Author:Griffin, W. E. B. & Iv, William E. Butterworth [Griffin, W. E. B. & Iv, William E. Butterworth]
Language: eng
Format: epub
Tags: Mystery, thriller, Crime, Adult
ISBN: 9780698164468
Goodreads: 26515167
Publisher: Penguin Publishing Group
Published: 2015-08-05T07:00:00+00:00


[ FOUR ]

Lucky Stars Casino & Entertainment

North Beach Street, Philadelphia

Saturday, December 15, 3:45 P.M.

“The way this ghetto punk strutted out of here, he must’ve really thought that he’d conned everyone, that we were just gonna swallow this little charade of his,” Security Director Sean Francis O’Sullivan said, as he gestured toward the wall of flat-panel monitors showing live video feeds of activity throughout the casino property. One monitor had a sharp freeze-framed close-up image of a smirking Tyrone Hooks as he sat on a Winner’s Lounge barstool.

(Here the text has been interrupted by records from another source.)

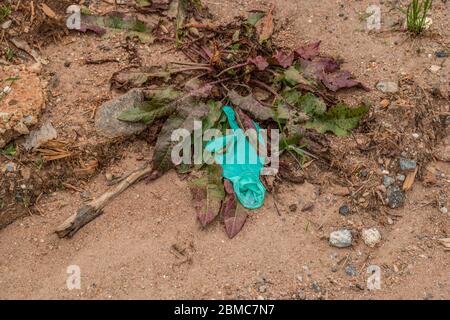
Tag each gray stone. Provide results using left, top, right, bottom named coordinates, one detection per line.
left=297, top=289, right=306, bottom=300
left=311, top=281, right=322, bottom=293
left=330, top=229, right=352, bottom=248
left=383, top=176, right=395, bottom=188
left=95, top=89, right=146, bottom=138
left=376, top=81, right=398, bottom=93
left=23, top=121, right=58, bottom=151
left=399, top=158, right=417, bottom=171
left=386, top=185, right=405, bottom=209
left=345, top=266, right=357, bottom=277
left=362, top=228, right=381, bottom=248
left=339, top=204, right=350, bottom=216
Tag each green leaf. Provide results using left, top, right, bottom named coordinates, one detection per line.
left=282, top=87, right=302, bottom=106
left=117, top=87, right=179, bottom=124
left=305, top=104, right=369, bottom=136
left=203, top=100, right=222, bottom=131
left=175, top=0, right=189, bottom=47
left=228, top=90, right=289, bottom=121
left=189, top=164, right=225, bottom=227
left=117, top=105, right=175, bottom=124
left=247, top=12, right=266, bottom=26
left=284, top=66, right=309, bottom=86
left=139, top=87, right=180, bottom=111
left=298, top=92, right=327, bottom=116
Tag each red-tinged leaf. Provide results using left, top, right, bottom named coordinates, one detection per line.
left=222, top=179, right=247, bottom=239
left=300, top=58, right=340, bottom=80
left=248, top=56, right=269, bottom=71
left=190, top=165, right=225, bottom=227
left=235, top=108, right=256, bottom=131
left=322, top=71, right=364, bottom=92
left=272, top=51, right=295, bottom=68
left=295, top=40, right=321, bottom=60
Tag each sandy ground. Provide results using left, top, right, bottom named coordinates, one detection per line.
left=0, top=0, right=450, bottom=299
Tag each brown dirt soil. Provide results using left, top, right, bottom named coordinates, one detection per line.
left=0, top=0, right=450, bottom=299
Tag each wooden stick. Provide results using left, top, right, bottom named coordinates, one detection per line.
left=55, top=166, right=152, bottom=238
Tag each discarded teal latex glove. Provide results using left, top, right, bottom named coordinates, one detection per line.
left=205, top=106, right=266, bottom=209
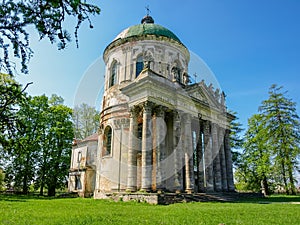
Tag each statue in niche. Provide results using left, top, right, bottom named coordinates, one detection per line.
left=183, top=73, right=191, bottom=85
left=143, top=51, right=154, bottom=69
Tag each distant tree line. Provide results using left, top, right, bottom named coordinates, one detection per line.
left=0, top=74, right=99, bottom=196
left=232, top=85, right=300, bottom=195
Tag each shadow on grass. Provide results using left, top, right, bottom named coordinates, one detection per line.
left=0, top=193, right=61, bottom=202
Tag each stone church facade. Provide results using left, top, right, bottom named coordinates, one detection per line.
left=69, top=15, right=234, bottom=198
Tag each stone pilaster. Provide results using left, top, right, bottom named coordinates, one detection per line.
left=141, top=102, right=153, bottom=191
left=155, top=106, right=166, bottom=191
left=173, top=112, right=183, bottom=193
left=184, top=114, right=195, bottom=193
left=127, top=107, right=138, bottom=191
left=219, top=127, right=228, bottom=191
left=204, top=121, right=214, bottom=192
left=211, top=123, right=222, bottom=192
left=224, top=129, right=234, bottom=191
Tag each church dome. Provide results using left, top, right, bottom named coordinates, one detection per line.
left=114, top=23, right=182, bottom=44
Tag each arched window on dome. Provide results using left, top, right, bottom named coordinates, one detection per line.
left=135, top=55, right=144, bottom=77
left=171, top=61, right=182, bottom=83
left=109, top=61, right=118, bottom=88
left=102, top=126, right=112, bottom=156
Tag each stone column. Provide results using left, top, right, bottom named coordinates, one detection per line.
left=173, top=112, right=183, bottom=193
left=211, top=123, right=222, bottom=192
left=155, top=106, right=166, bottom=192
left=219, top=127, right=228, bottom=191
left=127, top=107, right=138, bottom=191
left=204, top=121, right=214, bottom=192
left=224, top=129, right=234, bottom=191
left=141, top=102, right=153, bottom=191
left=184, top=114, right=195, bottom=193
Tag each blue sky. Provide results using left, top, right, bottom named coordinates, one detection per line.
left=18, top=0, right=300, bottom=126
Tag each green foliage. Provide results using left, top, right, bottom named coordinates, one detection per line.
left=72, top=103, right=99, bottom=140
left=259, top=85, right=300, bottom=194
left=0, top=196, right=300, bottom=225
left=235, top=85, right=300, bottom=194
left=0, top=80, right=74, bottom=195
left=0, top=73, right=29, bottom=145
left=0, top=0, right=100, bottom=75
left=230, top=112, right=244, bottom=167
left=235, top=114, right=272, bottom=195
left=0, top=168, right=5, bottom=191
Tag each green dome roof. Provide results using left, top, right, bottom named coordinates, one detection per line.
left=114, top=23, right=182, bottom=44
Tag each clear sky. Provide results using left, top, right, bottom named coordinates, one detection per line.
left=18, top=0, right=300, bottom=129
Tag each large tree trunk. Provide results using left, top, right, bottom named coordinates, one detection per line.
left=22, top=154, right=30, bottom=194
left=288, top=164, right=296, bottom=195
left=281, top=154, right=290, bottom=195
left=261, top=175, right=270, bottom=197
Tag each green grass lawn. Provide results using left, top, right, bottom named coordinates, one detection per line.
left=0, top=195, right=300, bottom=225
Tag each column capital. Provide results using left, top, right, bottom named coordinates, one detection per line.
left=154, top=105, right=167, bottom=117
left=142, top=101, right=154, bottom=113
left=129, top=106, right=140, bottom=118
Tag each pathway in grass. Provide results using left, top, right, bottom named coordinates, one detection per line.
left=0, top=196, right=300, bottom=225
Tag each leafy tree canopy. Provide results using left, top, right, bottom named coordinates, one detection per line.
left=0, top=0, right=100, bottom=75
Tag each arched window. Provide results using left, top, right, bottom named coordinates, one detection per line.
left=103, top=126, right=112, bottom=156
left=135, top=55, right=144, bottom=77
left=109, top=61, right=118, bottom=87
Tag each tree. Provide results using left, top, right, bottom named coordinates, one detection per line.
left=73, top=103, right=99, bottom=140
left=46, top=99, right=74, bottom=196
left=5, top=96, right=48, bottom=194
left=259, top=85, right=300, bottom=195
left=0, top=73, right=30, bottom=146
left=3, top=95, right=74, bottom=196
left=236, top=114, right=272, bottom=196
left=230, top=112, right=244, bottom=166
left=0, top=168, right=5, bottom=191
left=0, top=0, right=100, bottom=75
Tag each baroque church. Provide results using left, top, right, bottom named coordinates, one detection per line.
left=69, top=14, right=234, bottom=198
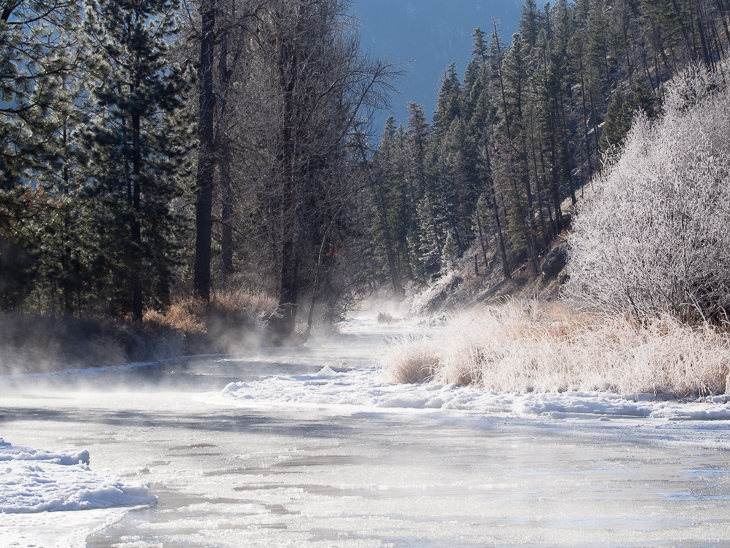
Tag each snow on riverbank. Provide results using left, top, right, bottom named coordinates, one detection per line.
left=0, top=438, right=157, bottom=547
left=0, top=438, right=156, bottom=514
left=200, top=366, right=730, bottom=420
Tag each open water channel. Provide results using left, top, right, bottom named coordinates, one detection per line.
left=0, top=322, right=730, bottom=548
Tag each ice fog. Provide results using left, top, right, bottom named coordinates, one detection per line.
left=0, top=310, right=730, bottom=548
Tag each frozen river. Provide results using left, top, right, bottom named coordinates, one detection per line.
left=0, top=322, right=730, bottom=548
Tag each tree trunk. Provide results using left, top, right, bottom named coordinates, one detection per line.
left=193, top=0, right=216, bottom=302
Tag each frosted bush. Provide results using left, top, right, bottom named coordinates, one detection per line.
left=565, top=61, right=730, bottom=320
left=384, top=301, right=730, bottom=396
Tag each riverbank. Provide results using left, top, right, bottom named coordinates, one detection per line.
left=384, top=300, right=730, bottom=398
left=0, top=292, right=276, bottom=374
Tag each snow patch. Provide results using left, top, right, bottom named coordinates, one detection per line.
left=0, top=439, right=157, bottom=514
left=198, top=366, right=730, bottom=421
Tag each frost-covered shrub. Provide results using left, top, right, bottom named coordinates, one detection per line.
left=383, top=301, right=730, bottom=397
left=565, top=61, right=730, bottom=319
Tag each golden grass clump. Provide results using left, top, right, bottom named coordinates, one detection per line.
left=385, top=301, right=730, bottom=397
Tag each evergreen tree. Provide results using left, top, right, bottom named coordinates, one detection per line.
left=600, top=90, right=633, bottom=153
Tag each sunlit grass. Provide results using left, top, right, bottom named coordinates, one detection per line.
left=385, top=301, right=730, bottom=397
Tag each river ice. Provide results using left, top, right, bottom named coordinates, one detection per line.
left=0, top=314, right=730, bottom=548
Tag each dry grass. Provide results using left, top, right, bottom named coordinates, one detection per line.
left=0, top=291, right=276, bottom=374
left=385, top=301, right=730, bottom=397
left=0, top=314, right=183, bottom=374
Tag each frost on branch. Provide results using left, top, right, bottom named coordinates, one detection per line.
left=565, top=61, right=730, bottom=320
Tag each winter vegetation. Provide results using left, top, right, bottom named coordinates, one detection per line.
left=386, top=50, right=730, bottom=397
left=384, top=301, right=730, bottom=397
left=0, top=0, right=730, bottom=386
left=565, top=62, right=730, bottom=322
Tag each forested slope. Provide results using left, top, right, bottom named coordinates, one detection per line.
left=0, top=0, right=730, bottom=356
left=366, top=0, right=730, bottom=302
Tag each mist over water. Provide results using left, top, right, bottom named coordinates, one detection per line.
left=0, top=314, right=730, bottom=548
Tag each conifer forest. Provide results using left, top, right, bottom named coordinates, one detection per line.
left=0, top=0, right=730, bottom=338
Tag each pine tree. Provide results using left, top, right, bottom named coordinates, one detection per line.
left=81, top=0, right=189, bottom=320
left=600, top=90, right=633, bottom=153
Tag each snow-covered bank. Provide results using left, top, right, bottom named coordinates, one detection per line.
left=0, top=438, right=157, bottom=547
left=0, top=438, right=156, bottom=514
left=200, top=366, right=730, bottom=424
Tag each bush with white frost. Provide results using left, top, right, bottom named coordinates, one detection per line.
left=565, top=61, right=730, bottom=320
left=383, top=301, right=730, bottom=397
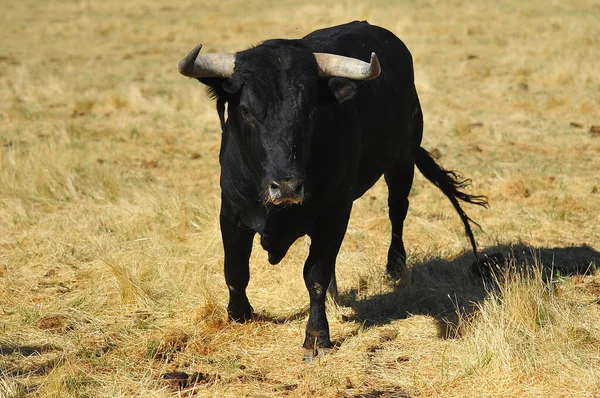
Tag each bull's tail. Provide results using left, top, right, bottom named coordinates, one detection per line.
left=415, top=148, right=488, bottom=261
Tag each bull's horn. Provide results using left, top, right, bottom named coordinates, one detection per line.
left=315, top=53, right=381, bottom=80
left=179, top=44, right=235, bottom=78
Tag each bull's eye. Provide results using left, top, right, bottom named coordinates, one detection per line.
left=238, top=105, right=250, bottom=116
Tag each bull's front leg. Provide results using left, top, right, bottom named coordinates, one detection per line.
left=220, top=201, right=256, bottom=322
left=302, top=203, right=352, bottom=360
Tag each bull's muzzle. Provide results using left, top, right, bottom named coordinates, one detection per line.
left=267, top=178, right=304, bottom=205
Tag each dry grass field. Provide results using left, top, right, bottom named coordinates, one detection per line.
left=0, top=0, right=600, bottom=397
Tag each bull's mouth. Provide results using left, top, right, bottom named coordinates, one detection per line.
left=269, top=197, right=304, bottom=206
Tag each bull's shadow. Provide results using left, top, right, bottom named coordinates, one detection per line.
left=338, top=244, right=600, bottom=338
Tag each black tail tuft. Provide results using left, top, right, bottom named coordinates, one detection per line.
left=415, top=148, right=488, bottom=259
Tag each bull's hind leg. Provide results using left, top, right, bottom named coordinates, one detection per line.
left=384, top=159, right=415, bottom=279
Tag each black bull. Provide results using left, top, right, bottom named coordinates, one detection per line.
left=179, top=22, right=486, bottom=357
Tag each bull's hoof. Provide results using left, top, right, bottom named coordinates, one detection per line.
left=385, top=260, right=407, bottom=282
left=227, top=304, right=254, bottom=323
left=302, top=328, right=333, bottom=361
left=302, top=347, right=331, bottom=362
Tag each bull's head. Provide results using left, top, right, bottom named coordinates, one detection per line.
left=179, top=43, right=380, bottom=205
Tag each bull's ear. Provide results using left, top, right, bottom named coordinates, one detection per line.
left=327, top=77, right=358, bottom=104
left=198, top=77, right=242, bottom=100
left=221, top=77, right=242, bottom=94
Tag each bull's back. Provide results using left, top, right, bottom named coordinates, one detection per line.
left=302, top=21, right=421, bottom=197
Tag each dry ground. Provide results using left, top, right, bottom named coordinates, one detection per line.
left=0, top=0, right=600, bottom=397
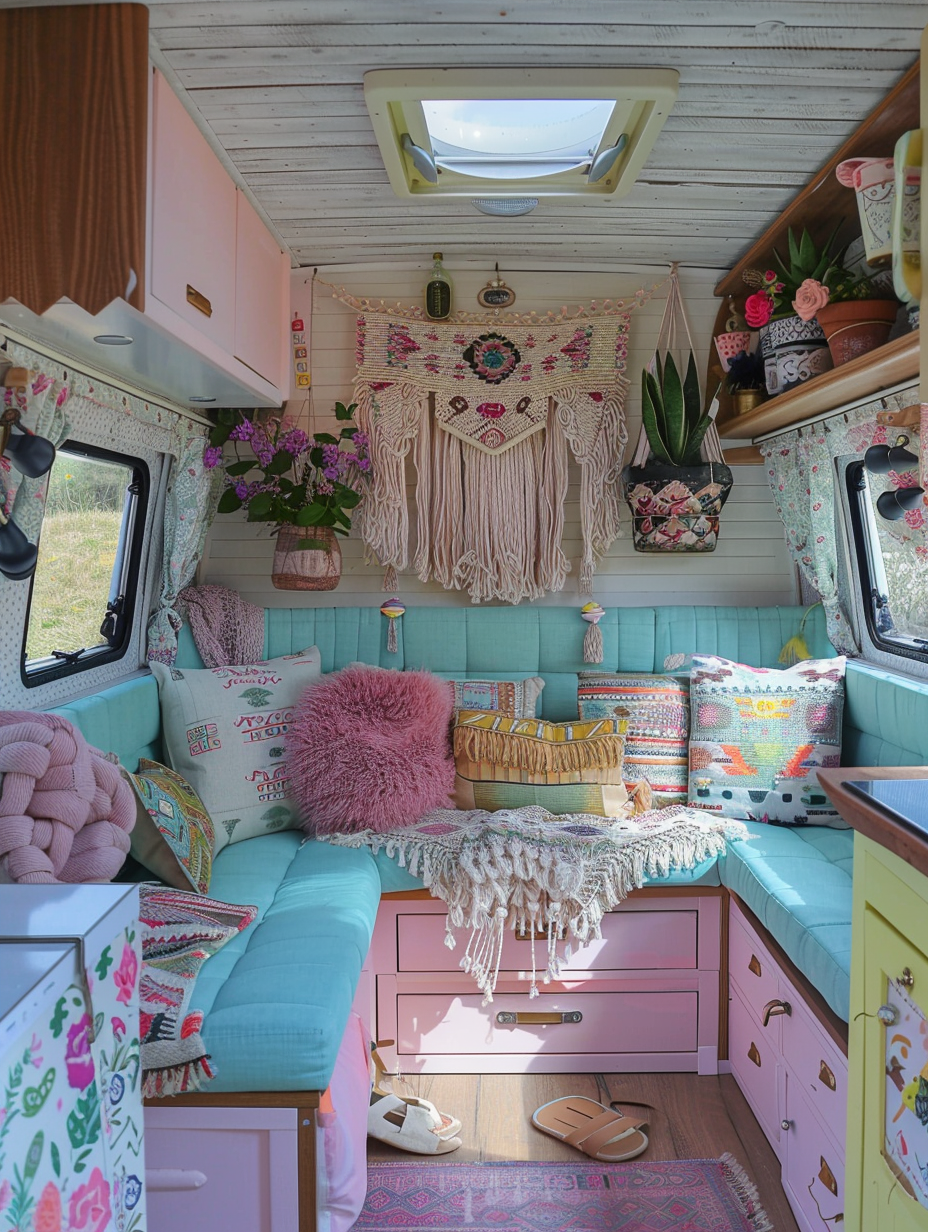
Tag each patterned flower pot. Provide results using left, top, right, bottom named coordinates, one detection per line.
left=622, top=460, right=732, bottom=552
left=271, top=526, right=341, bottom=590
left=760, top=315, right=834, bottom=398
left=817, top=299, right=898, bottom=368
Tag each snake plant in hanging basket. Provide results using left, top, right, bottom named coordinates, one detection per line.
left=622, top=351, right=732, bottom=552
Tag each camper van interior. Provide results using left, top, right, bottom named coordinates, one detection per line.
left=0, top=9, right=928, bottom=1232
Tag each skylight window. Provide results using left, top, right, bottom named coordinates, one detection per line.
left=421, top=99, right=615, bottom=180
left=364, top=68, right=678, bottom=198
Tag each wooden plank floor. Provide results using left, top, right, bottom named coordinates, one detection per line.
left=367, top=1074, right=799, bottom=1232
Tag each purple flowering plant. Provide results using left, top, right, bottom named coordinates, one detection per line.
left=203, top=402, right=371, bottom=535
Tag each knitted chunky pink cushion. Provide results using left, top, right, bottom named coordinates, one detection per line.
left=287, top=667, right=455, bottom=834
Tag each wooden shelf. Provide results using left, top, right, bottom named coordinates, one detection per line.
left=717, top=329, right=919, bottom=440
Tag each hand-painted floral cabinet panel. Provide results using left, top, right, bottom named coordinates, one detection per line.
left=0, top=886, right=147, bottom=1232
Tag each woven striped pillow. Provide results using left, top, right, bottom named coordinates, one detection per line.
left=454, top=710, right=629, bottom=817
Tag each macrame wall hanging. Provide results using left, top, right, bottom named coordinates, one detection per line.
left=325, top=288, right=656, bottom=604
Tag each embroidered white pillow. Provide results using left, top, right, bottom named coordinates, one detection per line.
left=152, top=646, right=322, bottom=851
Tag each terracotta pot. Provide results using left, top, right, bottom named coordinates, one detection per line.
left=760, top=315, right=834, bottom=398
left=271, top=526, right=341, bottom=590
left=732, top=389, right=764, bottom=415
left=817, top=299, right=898, bottom=367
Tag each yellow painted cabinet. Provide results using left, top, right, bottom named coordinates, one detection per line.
left=845, top=834, right=928, bottom=1232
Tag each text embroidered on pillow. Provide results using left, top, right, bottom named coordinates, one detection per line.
left=689, top=654, right=845, bottom=827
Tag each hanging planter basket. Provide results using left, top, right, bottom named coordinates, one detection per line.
left=271, top=526, right=341, bottom=590
left=622, top=458, right=733, bottom=552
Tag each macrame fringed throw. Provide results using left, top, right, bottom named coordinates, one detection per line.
left=381, top=599, right=405, bottom=654
left=580, top=602, right=605, bottom=663
left=355, top=312, right=630, bottom=604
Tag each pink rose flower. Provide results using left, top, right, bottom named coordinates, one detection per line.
left=113, top=945, right=138, bottom=1005
left=792, top=278, right=829, bottom=320
left=68, top=1168, right=112, bottom=1232
left=744, top=291, right=773, bottom=329
left=64, top=1014, right=94, bottom=1090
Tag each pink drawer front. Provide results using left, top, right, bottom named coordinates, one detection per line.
left=728, top=992, right=780, bottom=1146
left=728, top=910, right=780, bottom=1027
left=783, top=1077, right=847, bottom=1232
left=397, top=910, right=696, bottom=972
left=397, top=989, right=699, bottom=1055
left=780, top=1008, right=848, bottom=1147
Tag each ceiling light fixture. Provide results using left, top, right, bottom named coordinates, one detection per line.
left=471, top=197, right=539, bottom=218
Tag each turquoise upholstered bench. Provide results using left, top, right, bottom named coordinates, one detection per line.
left=52, top=607, right=928, bottom=1090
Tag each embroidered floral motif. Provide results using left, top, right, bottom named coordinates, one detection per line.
left=463, top=334, right=523, bottom=384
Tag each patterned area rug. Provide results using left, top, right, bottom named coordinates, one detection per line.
left=355, top=1154, right=771, bottom=1232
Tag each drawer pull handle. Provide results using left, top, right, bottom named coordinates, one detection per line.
left=818, top=1156, right=838, bottom=1198
left=818, top=1061, right=838, bottom=1090
left=763, top=1000, right=792, bottom=1026
left=187, top=283, right=213, bottom=317
left=497, top=1009, right=583, bottom=1026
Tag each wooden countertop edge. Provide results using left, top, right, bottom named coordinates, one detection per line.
left=818, top=766, right=928, bottom=877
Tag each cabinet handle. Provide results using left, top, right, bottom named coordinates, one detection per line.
left=763, top=1000, right=792, bottom=1026
left=497, top=1009, right=583, bottom=1026
left=187, top=283, right=213, bottom=317
left=818, top=1061, right=838, bottom=1090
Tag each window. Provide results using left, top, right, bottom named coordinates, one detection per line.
left=845, top=462, right=928, bottom=662
left=364, top=68, right=679, bottom=197
left=23, top=441, right=149, bottom=685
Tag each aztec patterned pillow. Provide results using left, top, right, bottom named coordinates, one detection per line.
left=689, top=654, right=845, bottom=828
left=138, top=886, right=258, bottom=1099
left=152, top=646, right=322, bottom=851
left=454, top=710, right=631, bottom=817
left=577, top=671, right=690, bottom=808
left=123, top=758, right=216, bottom=894
left=449, top=676, right=545, bottom=718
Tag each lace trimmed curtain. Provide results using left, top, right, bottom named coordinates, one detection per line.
left=148, top=431, right=224, bottom=665
left=760, top=392, right=928, bottom=655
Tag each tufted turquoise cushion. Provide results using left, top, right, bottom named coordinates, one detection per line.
left=718, top=822, right=854, bottom=1021
left=193, top=830, right=381, bottom=1092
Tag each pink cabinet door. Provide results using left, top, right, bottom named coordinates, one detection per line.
left=234, top=188, right=290, bottom=384
left=148, top=71, right=237, bottom=354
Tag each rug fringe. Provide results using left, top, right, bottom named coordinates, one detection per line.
left=718, top=1151, right=773, bottom=1232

O’Sullivan looked at Homicide Detective Anthony Harris, and went on: “He expects us to believe that, after being in the jewelry store, he just happened to be having a beer while the robbery was taking place downstairs? Innocently playing a couple hands of five-card stud on the video game at the bar? And then that he just happened to leave the scene after it’s all gone down?”

“That really is pretty ballsy bullshit, Sully,” Harris said, looking from the close-up image and meeting O’Sullivan’s eyes. “Almost like he’s taunting whoever’s watching.”

“I’d say more bullshit than ballsy, Tony. I really don’t think he’s that smart, or that he realizes what deep shit he’s in. Because what I do know is that Mr. Antonov is more than a little pissed. He’s been in and out of here constantly all day, watching the videos, getting information updates, and saying to make sure that we—meaning me personally—give you everything you need.”

Harris and O’Sullivan were in the large security office on the top floor of the casino complex, which was down the hall from the office of the casino’s general manager, Nikoli Antonov.

Harris thought the forty-by-forty-foot space—with a small staff busy at a dozen workstations and watching the wall of flat-panel monitors—looked somewhat like the ECC war room at the Roundhouse. O’Sullivan had told him that, while not nearly as impenetrable as the casino’s vault room, which had been built inside a fortress of reinforced concrete walls one floor below ground level, it was highly secure.

O’Sullivan was forty-three years old, tall and fair-skinned, with a smoothly shaven face and scalp and a bushy mustache and goatee and eyebrows that in recent years had faded from carrot-red and added flecks of gray. He wore a nicely cut dark woolen two-piece suit that had been tailored to accommodate the Sig Sauer .40 caliber semiautomatic that Harris knew he carried in a black leather holster on his right hip.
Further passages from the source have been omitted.